The cover version of BBC2’s Getting On is an entertaining (and even moving) thirty minutes of television filtered through American lenses. Comedic actresses Alex Borstein and Niecy Nash co-star as Head Ward Nurse Dawn Forchette and Nurse Denise Ortley respectively. Borstein (or rather her voice) is known to audiences, across both sides of the pond, for her long standing portrayal of Lois Griffin on Family Guy. Nash previously played Deputy Raineesha Williams on the mockumentary Reno 911!.
Laurie Metcalf also stars as an egomaniac, Dr. Jenna James. Viewers may recognize Metcalf as the mother of Sheldon Cooper on The Big Bang Theory, and the classic American sitcom Roseanne. Getting On (US) is set in the fictional Billy Barnes Extended Care Unit housed at the Mount Palms Hospital in Long Beach, California. The show was adapted by Mark V. Olsen and Will Scheffer, the creative duo behind HBO’s drama Big Love. Jo Brand, Joanna Scanlan, and Vicki Pepperdine (creators of the original version) offer their blessing by serving behind the scenes as Executive Producers.

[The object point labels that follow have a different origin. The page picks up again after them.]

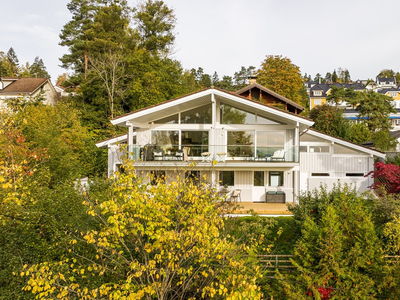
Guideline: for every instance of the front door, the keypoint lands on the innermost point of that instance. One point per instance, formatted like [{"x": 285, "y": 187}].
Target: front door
[{"x": 259, "y": 186}]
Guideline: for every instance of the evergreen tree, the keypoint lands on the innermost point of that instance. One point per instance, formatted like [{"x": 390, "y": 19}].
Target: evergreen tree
[
  {"x": 227, "y": 83},
  {"x": 334, "y": 77},
  {"x": 13, "y": 63},
  {"x": 329, "y": 119},
  {"x": 318, "y": 77},
  {"x": 73, "y": 35},
  {"x": 241, "y": 78},
  {"x": 155, "y": 22},
  {"x": 339, "y": 255},
  {"x": 347, "y": 77},
  {"x": 38, "y": 69}
]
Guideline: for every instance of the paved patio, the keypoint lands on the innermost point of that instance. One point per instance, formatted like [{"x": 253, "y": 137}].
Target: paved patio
[{"x": 263, "y": 208}]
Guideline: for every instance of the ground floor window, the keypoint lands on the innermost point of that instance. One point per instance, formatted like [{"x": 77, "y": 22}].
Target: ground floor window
[
  {"x": 258, "y": 178},
  {"x": 227, "y": 178},
  {"x": 193, "y": 176},
  {"x": 275, "y": 178},
  {"x": 157, "y": 177}
]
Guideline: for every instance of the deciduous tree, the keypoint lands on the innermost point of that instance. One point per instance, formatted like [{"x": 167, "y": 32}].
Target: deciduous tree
[
  {"x": 158, "y": 241},
  {"x": 283, "y": 77}
]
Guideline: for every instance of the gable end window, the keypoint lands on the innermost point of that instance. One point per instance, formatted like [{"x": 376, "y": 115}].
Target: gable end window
[
  {"x": 317, "y": 93},
  {"x": 354, "y": 174},
  {"x": 227, "y": 178},
  {"x": 319, "y": 174}
]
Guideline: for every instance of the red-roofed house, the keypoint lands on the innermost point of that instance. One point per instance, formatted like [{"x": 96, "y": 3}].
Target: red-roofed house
[{"x": 29, "y": 88}]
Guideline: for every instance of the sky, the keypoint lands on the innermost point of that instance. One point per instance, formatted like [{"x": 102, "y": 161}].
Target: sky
[{"x": 223, "y": 35}]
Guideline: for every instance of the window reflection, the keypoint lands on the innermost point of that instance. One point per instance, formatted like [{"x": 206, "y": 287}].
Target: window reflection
[
  {"x": 241, "y": 143},
  {"x": 232, "y": 115}
]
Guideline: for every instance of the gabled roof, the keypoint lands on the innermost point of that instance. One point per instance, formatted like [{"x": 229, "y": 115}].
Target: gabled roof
[
  {"x": 114, "y": 140},
  {"x": 24, "y": 86},
  {"x": 204, "y": 97},
  {"x": 268, "y": 91},
  {"x": 386, "y": 79},
  {"x": 384, "y": 91},
  {"x": 344, "y": 143}
]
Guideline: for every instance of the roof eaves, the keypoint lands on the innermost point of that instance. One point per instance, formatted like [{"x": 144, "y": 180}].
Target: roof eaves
[
  {"x": 263, "y": 88},
  {"x": 112, "y": 140},
  {"x": 348, "y": 143}
]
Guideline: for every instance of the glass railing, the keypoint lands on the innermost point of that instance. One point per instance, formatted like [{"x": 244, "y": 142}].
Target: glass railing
[{"x": 208, "y": 153}]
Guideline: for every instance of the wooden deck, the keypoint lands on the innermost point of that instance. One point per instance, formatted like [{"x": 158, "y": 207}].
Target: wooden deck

Viewers familiar with the opening scene of Getting On (US) may assume this will be a straightforward adaptation, however this is not the case. There are enough acting choices and plot twists to justify the show’s existence. The three leading ladies’ personalities are established not only through dialogue but also through body language. Whenever Dr. James is not complaining about having to work a holiday (the 4th of July), she gives off a pungent smell of snobbishness. Whenever Metcalf’s character enters a scene, her tone of voice and manners puts you in a reactive mode. You feel empathy for the interns and nursing staff as they witness the pressure building inside Dr. James until she finally explodes. Following Dr. James’ rant the tension continues to mount after she drops a scalpel.

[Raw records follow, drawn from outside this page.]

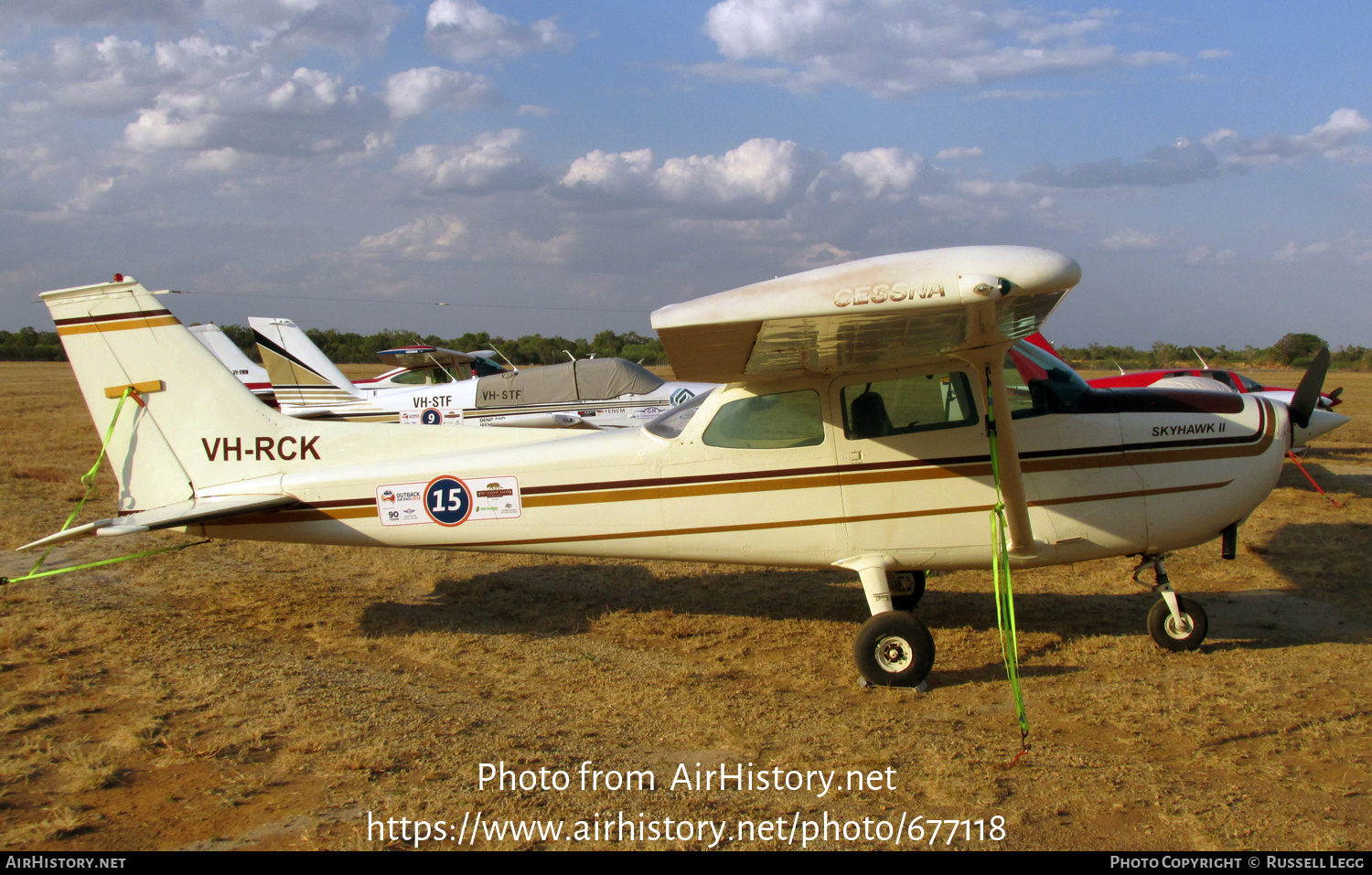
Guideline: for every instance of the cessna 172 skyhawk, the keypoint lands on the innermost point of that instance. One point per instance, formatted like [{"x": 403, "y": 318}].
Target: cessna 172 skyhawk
[
  {"x": 603, "y": 392},
  {"x": 852, "y": 432}
]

After spending one episode with Nurse Dawn Forchette it is clear she loved collecting gold stars as a child and requires emotional validation. In the first episode Dawn is torn between conflicting instructions from (soon to be ex) Head Nurse Beverly Raymes (actress Telma Hopkins) and the dung obsessed Dr. James. Borstein’s facial expressions and body language are fabulous. During these instances she resembled a human Gordian knot. I found Niecy Nash’s performance the most intriguing and genuine. Nurse Ortley is a total departure from her previous roles; Nash helps ground the show and kept me invested. By performing small acts of kindness towards patients such as speaking softly, caressing their backs, and taking an interest in their lives. Nurse Ortley makes you feel empathy for everyone on that ward.
If the first episode Getting On (US) was a children’s program, stool would be the word of the day. Poo was one of the first episode’s major plot points just like the BBC2 version. Viewers learned synonyms for stool such as fecal matter, feces, turd, and excrement. If poo was a vocabulary word on the synonym portion of a standardized test, everyone who watches this program should answer correctly. After watching the second episode, I believe HBO could use a drinking game to better promote the series, take a shot every time the word turd (or its variation) is uttered!
The introduction of Supervising Nurse Patsy De La Serda (Community’s Mel Rodriguez) in episode two completes Getting On (US)’s quartet. By waiting until the second episode more time is allotted to properly introduce Pasty De La Serda. Olsen and Scheffer use De La Serda’s entrance to deepen our understanding of approval seeking Nurse Dawn. The first episode established that Dawn is emotionally needy and seeks the attention of men; Dawn perked up when Antoine the orderly (Brandon Fobbs) appears. In episode two Dawn gets flirty with Antoine and Nurse De La Serda before revealing a bit of insight into her behavior. Audience members familiar with the original version know the new matron/supervisor (Hilary Loftus) and Dawn’s emotional outburst occurred in the first episode. Olsen and Scheffer’s unwillingness to strictly adhere to the original version allows the characters to develop their own path.
Often cover projects do not say anything original about the subject matter. That is untrue in the case of Getting On (US). Though storylines from the BBC2 version form the foundation, Olsen and Scheffer’s writing choices and the actors/actresses techniques produce a wonderful viewing experience. Getting On (US) is worth your investment of time regardless of which side of the Atlantic you reside.
Getting On is currently airing on HBO.